When you turned eight weeks old, I told your dad I wanted to go to Hawaii. He thought I meant with the both of you. I didn’t. I wanted escape—back to the old way, the way that felt free, the way that let me take care of myself. How was I to care for you when I could not care for me? I’m pretty sure I didn’t put on an actual outfit for close to six weeks. I hid and survived and wished I had not.
On the hard nights, I would picture you at two or three, walking into our bedroom after we’d already put you to bed, holding a blankie, and asking us for water or to sit with us for a while. That helped. I thought about your personality and what you would be like and how I would get to discover you—John.
The months wore on, and you started to come alive. I began realizing you were not just a blob but a real, tiny human being. I have never been so needed. As in, your life literally, physically, depended on my life. It started in pregnancy, but it didn’t end there. You needed me. More than any person has ever needed me. You needed me more than your dad, more than your grandparents. When others couldn’t calm you, I could.
One night, you would not stop wailing, and I tried everything I knew—burping and changing and singing and patting and rocking and walking—but nothing. So, I just held you close while you wailed.

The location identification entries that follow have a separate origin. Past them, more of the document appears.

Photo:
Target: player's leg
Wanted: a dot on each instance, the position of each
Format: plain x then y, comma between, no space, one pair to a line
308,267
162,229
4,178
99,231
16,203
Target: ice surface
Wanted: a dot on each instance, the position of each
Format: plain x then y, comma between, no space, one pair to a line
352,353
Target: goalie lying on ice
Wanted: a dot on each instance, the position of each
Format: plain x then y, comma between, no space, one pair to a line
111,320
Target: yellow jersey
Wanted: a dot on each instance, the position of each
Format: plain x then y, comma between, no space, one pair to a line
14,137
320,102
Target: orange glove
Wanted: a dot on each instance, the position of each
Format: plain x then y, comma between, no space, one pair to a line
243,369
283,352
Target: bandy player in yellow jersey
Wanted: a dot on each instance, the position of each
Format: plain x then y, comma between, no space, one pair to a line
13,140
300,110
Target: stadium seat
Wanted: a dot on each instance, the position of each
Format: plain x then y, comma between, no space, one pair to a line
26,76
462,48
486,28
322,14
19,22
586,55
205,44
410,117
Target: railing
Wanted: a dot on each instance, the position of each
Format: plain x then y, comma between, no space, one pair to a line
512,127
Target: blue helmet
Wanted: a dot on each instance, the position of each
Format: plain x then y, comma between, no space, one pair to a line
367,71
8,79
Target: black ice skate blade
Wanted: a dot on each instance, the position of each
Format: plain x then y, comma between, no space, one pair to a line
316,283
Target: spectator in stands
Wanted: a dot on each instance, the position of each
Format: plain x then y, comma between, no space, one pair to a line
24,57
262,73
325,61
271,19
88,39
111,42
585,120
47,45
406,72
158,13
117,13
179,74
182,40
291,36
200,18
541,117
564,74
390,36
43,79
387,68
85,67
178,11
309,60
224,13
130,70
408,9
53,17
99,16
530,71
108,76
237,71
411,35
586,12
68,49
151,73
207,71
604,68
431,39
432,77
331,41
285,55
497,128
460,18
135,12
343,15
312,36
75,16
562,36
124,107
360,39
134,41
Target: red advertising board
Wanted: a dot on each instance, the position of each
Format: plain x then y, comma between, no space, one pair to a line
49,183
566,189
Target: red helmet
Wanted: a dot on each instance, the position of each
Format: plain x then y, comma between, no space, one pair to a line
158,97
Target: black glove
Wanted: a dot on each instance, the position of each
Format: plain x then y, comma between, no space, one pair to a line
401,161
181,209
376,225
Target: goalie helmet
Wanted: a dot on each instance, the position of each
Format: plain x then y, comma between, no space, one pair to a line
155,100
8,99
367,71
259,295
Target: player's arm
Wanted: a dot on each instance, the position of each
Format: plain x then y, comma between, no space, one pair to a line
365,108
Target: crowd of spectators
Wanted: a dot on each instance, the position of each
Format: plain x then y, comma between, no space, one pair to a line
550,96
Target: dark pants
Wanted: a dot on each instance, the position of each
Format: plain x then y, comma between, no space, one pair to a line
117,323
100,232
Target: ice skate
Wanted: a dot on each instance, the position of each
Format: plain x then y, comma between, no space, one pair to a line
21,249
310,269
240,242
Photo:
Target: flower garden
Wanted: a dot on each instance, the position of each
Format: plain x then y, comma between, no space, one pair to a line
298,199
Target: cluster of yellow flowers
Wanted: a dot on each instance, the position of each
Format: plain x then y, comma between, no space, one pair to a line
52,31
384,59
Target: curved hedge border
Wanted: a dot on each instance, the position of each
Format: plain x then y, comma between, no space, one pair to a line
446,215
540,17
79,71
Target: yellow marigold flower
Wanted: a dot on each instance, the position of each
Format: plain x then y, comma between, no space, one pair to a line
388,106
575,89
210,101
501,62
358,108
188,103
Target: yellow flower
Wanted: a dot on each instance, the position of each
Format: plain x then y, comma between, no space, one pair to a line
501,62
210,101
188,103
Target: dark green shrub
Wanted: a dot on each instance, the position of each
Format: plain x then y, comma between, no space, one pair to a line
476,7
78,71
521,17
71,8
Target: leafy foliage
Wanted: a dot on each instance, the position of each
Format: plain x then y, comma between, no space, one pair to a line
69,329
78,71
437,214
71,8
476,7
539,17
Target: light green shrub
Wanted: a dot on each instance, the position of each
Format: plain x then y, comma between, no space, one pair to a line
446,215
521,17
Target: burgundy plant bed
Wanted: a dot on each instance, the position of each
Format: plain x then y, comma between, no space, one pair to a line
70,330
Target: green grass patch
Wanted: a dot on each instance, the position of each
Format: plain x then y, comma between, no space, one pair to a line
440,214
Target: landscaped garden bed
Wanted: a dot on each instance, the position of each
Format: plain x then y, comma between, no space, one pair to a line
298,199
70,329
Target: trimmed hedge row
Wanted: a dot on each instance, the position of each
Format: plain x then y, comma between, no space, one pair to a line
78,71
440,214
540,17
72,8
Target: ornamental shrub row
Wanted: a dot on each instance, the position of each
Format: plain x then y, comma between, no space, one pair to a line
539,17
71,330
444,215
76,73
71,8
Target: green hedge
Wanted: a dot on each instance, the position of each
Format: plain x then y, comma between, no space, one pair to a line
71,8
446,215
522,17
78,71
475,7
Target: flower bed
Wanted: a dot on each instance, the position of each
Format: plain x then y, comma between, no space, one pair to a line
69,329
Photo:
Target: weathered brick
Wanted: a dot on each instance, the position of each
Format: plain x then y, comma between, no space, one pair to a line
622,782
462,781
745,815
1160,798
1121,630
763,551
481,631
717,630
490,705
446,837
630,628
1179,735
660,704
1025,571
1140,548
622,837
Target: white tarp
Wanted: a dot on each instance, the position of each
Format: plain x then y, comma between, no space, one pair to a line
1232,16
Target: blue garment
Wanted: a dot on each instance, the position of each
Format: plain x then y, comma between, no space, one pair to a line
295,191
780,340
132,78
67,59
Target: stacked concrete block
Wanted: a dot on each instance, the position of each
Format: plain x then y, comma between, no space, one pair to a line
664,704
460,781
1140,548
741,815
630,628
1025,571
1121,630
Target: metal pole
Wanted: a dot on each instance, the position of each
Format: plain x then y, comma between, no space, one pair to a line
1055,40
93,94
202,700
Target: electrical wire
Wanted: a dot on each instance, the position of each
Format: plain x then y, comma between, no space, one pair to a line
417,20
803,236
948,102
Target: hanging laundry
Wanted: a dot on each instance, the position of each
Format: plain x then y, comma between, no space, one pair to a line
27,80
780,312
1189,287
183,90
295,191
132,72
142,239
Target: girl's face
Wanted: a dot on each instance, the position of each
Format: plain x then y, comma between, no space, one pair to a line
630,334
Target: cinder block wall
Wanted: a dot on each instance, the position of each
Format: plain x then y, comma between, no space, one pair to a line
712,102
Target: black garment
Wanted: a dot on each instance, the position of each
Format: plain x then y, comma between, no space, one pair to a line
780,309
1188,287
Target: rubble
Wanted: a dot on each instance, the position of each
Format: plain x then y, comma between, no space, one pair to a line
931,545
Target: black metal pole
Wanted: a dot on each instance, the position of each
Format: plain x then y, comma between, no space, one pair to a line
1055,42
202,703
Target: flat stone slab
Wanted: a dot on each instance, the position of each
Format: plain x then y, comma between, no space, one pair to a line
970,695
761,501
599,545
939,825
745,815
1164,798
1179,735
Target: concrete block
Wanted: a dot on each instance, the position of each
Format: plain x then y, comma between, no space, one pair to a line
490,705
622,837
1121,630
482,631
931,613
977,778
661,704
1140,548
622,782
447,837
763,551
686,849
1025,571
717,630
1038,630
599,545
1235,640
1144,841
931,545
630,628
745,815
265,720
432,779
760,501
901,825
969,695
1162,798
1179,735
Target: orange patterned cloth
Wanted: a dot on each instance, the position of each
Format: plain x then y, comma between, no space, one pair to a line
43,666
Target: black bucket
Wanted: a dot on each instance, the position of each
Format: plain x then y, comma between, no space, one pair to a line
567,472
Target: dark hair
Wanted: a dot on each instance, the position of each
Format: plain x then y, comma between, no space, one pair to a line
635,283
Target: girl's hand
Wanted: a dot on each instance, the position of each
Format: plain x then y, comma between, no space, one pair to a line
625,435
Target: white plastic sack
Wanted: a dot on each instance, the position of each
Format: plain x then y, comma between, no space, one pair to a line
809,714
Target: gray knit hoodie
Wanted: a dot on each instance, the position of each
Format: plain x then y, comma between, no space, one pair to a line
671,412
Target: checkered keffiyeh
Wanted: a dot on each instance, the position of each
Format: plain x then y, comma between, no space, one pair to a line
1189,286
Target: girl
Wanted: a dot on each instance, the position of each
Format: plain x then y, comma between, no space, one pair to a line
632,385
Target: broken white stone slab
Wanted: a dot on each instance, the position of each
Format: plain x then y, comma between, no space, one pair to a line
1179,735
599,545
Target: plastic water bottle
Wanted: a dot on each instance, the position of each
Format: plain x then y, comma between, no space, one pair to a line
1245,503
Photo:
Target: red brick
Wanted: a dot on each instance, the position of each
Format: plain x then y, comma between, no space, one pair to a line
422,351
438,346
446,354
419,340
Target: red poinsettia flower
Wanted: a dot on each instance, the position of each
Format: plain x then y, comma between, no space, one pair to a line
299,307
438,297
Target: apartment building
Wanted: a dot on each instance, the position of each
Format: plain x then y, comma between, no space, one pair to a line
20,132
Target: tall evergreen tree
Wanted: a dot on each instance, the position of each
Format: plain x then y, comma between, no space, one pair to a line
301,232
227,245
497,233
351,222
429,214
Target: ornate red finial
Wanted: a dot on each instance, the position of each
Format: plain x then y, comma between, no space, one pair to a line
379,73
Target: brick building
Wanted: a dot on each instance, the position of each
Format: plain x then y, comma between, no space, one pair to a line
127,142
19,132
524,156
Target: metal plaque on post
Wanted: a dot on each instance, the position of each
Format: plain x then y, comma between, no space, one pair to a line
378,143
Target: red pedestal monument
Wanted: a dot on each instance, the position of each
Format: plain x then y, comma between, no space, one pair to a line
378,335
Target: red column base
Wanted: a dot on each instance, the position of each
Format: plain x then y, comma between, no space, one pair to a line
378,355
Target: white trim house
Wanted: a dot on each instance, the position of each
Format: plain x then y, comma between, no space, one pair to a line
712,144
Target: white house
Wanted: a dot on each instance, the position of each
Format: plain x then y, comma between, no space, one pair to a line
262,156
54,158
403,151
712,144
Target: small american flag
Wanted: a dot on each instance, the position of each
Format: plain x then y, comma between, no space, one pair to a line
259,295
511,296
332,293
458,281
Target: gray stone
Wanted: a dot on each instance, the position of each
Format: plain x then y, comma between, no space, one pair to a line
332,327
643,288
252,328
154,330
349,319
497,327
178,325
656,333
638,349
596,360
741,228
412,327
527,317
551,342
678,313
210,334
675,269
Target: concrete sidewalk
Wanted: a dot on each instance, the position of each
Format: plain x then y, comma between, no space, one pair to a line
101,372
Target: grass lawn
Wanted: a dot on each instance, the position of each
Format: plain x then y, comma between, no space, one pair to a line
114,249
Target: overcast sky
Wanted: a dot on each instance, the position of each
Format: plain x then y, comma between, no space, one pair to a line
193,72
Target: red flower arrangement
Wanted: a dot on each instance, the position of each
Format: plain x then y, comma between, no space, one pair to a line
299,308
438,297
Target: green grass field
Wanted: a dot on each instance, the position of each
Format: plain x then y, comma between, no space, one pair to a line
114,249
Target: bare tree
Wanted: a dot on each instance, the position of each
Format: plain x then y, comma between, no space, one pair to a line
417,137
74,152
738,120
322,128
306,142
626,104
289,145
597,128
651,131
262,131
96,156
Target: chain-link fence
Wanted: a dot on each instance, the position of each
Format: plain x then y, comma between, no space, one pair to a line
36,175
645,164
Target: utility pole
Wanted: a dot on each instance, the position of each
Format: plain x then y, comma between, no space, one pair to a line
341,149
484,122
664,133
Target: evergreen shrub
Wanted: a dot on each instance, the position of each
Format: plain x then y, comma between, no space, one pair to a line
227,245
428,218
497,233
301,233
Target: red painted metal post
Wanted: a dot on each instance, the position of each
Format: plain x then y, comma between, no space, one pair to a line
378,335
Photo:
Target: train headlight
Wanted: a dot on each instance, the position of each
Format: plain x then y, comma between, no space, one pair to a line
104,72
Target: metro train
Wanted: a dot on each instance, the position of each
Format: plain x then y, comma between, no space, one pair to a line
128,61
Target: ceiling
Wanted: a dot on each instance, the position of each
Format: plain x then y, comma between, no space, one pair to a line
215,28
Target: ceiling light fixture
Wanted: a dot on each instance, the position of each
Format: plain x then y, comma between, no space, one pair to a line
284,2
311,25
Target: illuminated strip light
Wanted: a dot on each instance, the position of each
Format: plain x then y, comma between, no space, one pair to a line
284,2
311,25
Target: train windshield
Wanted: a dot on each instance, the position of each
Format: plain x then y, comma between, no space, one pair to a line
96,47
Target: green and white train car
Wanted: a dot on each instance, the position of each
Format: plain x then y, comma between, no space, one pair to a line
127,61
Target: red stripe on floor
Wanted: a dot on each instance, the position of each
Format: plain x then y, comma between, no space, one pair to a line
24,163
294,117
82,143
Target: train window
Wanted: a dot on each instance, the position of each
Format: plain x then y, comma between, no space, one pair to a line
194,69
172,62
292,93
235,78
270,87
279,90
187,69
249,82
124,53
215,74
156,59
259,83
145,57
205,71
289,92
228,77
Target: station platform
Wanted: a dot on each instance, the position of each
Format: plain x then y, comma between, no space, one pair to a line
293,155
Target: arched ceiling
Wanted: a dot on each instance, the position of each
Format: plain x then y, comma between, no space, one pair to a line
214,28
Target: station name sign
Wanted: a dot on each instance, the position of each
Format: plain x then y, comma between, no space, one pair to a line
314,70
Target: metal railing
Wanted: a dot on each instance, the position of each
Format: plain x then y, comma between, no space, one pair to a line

And in that moment, I told you, “John, this is what I promise you. I promise that there will be times I cannot help you, I cannot fix your problem, but I promise I will be with you there. I will hold you while you cry. I with be with you in your pain.”
It was a step into motherhood—my motherhood. It was not the ooey-gooey motherhood of stories and movies, but we were forging our own version—together.
John, on your first birthday, I can say my love for you is deep and real. It is gritty; I still wake up before I want to. I panic when I can’t stop your tears. But I delight in discovering you. I hope to hold you close but with open hands. I hope that I seek your good more than I seek my own. I hope I am honest about my fears and struggles and pains and do not push them off onto you.
I hope loving you makes me more myself and you more yourself. That’s the kind of love I want. A love that sets you free to be all you were created to be and a love in me that learns, however slowly, to trust that the Good Father is doing the same for me.
Baby boy, I love you. And happy birthday.